Приветливость, щедрость и великодушие так высоко подняли меня во мнении генуэзцев, что я завоевал и пленил все сердца. Как известно, хорошо посеешь, хорошо и соберешь. Я утверждаю, что любой из новых моих приятелей пошел бы за меня в огонь и в воду. Я же был так горд и доволен, пришел в такое приятное расположение духа, что у меня словно крылья выросли.
Капитана моего звали Фавелло; это было не настоящее его имя, а прозвище, данное ему одной дамой, в которую он некогда был влюблен.

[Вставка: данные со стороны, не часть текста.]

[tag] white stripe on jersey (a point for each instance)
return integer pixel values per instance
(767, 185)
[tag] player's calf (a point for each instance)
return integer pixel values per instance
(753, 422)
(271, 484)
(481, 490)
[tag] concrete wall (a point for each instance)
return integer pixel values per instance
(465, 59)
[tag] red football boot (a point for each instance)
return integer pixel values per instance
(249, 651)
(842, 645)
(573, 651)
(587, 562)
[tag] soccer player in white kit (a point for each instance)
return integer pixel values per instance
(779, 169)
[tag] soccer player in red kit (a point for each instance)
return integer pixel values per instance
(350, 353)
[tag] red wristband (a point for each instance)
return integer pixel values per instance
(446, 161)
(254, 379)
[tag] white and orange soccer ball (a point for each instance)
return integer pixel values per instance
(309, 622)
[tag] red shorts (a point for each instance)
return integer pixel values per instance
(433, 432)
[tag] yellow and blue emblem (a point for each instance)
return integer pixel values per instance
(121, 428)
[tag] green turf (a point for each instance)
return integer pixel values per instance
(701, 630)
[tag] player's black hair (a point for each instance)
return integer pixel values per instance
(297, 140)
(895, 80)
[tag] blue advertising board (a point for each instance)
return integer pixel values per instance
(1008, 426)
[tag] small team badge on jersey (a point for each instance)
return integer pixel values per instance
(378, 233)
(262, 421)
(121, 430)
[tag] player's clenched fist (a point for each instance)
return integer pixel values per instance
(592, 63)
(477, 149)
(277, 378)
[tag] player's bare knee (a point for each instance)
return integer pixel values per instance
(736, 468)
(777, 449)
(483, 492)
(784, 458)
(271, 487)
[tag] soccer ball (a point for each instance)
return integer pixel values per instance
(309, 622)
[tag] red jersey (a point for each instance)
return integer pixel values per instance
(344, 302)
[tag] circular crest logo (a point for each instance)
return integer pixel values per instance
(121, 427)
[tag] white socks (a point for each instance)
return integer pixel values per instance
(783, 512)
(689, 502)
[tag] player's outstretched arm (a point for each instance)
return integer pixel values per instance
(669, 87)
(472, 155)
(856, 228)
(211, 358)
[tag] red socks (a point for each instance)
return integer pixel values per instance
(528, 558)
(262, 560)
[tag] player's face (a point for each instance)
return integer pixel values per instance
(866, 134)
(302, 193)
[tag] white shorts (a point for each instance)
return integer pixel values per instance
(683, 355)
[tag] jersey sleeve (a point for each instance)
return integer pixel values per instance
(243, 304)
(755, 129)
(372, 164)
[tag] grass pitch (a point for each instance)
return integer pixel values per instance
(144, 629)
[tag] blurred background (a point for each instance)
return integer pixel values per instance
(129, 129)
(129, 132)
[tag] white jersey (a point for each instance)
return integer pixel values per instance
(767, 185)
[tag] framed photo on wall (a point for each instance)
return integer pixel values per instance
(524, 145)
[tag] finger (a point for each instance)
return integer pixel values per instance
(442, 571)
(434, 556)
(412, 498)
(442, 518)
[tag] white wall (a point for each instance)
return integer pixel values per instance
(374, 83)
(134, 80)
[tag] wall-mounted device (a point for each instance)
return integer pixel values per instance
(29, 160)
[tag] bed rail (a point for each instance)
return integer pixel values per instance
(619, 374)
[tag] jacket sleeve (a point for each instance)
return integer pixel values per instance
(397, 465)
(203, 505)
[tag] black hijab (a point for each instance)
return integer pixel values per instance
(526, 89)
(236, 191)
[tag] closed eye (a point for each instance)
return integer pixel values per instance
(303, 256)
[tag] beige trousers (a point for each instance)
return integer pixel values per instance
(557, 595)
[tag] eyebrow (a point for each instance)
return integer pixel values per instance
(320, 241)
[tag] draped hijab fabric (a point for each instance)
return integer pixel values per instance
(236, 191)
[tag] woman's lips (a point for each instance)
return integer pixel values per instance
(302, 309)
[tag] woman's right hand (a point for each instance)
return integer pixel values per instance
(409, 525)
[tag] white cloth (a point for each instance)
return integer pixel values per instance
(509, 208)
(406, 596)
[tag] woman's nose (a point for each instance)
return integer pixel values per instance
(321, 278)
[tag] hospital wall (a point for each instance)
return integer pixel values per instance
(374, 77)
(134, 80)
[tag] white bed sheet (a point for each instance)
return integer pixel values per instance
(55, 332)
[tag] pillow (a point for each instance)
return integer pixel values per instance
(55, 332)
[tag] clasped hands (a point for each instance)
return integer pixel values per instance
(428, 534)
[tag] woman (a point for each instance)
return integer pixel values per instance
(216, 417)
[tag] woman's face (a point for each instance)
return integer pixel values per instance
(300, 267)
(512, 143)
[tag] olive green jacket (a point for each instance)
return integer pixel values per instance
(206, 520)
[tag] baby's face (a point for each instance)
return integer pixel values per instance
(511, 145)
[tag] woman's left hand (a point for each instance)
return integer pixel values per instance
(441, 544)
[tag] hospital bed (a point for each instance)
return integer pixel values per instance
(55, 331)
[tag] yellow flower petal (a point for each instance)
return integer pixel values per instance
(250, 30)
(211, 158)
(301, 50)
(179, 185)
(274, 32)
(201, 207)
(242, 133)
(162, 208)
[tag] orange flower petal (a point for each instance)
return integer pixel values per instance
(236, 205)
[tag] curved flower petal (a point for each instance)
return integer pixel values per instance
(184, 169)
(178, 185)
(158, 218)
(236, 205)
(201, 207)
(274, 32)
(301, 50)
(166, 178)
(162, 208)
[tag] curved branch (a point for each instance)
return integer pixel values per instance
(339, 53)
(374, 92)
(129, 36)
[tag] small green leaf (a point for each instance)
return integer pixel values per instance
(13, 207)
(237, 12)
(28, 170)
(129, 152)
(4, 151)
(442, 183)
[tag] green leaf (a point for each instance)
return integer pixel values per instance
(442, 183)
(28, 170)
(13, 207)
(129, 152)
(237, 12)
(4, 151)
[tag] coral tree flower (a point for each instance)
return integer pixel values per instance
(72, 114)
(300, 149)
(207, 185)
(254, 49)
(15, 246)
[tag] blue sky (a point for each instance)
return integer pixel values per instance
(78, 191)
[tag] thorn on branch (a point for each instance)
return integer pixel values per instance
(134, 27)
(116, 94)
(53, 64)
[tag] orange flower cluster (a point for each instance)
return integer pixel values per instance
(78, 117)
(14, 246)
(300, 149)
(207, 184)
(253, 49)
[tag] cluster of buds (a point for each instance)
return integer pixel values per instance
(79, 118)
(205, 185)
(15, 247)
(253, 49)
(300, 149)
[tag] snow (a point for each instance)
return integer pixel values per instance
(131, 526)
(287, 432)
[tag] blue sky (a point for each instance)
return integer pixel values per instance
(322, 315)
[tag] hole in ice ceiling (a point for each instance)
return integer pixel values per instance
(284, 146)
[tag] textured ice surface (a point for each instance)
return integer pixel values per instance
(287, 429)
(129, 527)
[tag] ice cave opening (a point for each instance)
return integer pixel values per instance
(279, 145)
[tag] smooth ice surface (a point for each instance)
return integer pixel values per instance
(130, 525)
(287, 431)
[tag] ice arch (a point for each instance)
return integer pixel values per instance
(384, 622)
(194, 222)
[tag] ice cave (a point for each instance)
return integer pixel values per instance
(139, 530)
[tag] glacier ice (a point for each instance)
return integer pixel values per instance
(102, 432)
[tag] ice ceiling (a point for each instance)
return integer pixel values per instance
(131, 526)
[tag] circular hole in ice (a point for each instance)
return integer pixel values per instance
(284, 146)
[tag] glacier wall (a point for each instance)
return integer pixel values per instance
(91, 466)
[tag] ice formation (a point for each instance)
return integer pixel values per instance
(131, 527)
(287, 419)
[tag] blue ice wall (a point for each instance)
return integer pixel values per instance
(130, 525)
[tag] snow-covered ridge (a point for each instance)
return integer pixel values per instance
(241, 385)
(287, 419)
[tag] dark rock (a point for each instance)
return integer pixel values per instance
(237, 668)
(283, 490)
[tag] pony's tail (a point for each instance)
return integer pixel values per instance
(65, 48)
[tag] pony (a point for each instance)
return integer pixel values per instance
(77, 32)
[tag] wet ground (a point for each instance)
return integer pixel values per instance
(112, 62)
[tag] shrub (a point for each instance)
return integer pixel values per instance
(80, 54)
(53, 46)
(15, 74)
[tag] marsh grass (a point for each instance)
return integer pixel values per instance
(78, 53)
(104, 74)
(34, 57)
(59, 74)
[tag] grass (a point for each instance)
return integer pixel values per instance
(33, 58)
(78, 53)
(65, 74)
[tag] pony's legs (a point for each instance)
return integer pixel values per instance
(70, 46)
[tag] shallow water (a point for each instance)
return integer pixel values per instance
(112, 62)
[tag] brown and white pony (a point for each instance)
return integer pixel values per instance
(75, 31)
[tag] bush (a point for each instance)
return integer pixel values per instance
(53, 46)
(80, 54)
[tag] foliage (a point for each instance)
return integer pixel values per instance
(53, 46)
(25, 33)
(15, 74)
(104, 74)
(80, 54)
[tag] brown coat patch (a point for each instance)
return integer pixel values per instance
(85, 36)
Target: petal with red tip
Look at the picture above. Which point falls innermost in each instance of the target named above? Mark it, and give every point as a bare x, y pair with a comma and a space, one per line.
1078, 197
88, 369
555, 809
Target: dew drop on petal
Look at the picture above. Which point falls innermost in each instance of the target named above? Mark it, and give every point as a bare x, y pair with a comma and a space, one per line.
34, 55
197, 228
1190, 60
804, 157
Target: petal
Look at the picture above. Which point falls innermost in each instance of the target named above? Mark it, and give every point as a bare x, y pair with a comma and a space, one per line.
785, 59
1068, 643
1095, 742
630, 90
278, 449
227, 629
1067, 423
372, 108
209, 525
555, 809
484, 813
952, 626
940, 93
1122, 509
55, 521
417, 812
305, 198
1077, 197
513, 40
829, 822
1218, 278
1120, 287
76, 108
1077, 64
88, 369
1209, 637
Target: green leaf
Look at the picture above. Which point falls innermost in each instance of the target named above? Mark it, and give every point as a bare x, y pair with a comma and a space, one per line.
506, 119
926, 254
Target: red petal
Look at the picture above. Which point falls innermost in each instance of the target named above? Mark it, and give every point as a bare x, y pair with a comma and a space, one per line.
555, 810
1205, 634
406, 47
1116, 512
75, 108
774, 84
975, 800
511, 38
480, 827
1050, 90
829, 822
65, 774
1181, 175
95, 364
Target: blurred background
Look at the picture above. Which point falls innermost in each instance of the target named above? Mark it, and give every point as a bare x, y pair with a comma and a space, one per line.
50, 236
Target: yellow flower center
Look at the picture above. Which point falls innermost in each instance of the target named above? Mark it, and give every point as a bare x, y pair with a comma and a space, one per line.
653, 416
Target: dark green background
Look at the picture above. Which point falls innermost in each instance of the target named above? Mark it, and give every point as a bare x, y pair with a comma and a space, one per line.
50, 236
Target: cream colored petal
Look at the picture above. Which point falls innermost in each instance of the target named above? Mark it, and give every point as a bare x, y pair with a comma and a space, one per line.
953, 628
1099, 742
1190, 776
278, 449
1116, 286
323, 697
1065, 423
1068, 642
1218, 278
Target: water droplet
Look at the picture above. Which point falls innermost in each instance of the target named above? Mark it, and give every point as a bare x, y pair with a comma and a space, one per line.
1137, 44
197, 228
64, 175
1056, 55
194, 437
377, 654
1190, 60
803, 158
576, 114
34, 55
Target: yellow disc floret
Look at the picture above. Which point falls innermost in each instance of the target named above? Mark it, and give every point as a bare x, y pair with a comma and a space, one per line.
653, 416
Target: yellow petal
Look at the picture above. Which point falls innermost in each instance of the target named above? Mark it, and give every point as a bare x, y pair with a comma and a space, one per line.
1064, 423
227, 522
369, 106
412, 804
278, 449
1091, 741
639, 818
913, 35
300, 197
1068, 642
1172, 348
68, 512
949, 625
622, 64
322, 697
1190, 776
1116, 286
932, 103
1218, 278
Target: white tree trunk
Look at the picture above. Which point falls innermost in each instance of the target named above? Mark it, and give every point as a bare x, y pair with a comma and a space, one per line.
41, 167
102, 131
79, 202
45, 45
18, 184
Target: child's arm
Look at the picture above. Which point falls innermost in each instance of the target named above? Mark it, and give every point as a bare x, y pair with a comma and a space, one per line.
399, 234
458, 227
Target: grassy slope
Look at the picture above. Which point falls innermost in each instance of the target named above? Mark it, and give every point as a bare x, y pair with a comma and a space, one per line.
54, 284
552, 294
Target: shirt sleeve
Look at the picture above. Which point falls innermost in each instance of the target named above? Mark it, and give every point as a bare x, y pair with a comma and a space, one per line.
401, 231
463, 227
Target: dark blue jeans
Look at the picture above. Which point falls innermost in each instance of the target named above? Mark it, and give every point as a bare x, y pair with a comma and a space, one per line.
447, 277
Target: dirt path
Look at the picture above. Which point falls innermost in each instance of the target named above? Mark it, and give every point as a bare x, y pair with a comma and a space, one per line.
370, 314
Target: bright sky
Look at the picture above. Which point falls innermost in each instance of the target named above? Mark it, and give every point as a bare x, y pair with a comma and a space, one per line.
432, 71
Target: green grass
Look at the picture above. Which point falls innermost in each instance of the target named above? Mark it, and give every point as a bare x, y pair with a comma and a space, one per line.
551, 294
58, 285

Капитан решил сохранить его, навеки запечатлев в своем сердце красоту и несчастья своей возлюбленной, чью историю он мне рассказал, поведав, какими милостями она его осыпала, как была умна и великодушна и как счастье их погибло из-за коварных, обманчивых совпадений, было сметено ураганом ревности, бед и насилия. После этой исповеди он стал со мной неразлучен. Я горячо убеждал его не отвергать мою дружбу и разделить со мной кров и стол; хотя в последнем он не нуждался, однако принял мое предложение, чтобы не огорчать отказом.
Я же всеми силами старался быть ему приятным и сохранить его дружбу. Он водил меня к себе на галеру, где я был принят моряками с великим почетом; наша взаимная приязнь возрастала с каждым днем, и если бы душа моя лежала к добродетели, я нашел бы в его преданности верное и надежное пристанище. Но я исплутовался до мозга костей. Под всякое дело я любил подводить прочный фундамент. У нас не было тайн друг от друга; впрочем, я его не пускал дальше кадыка, ибо закадычным моим дружком был один лишь Сайяведра.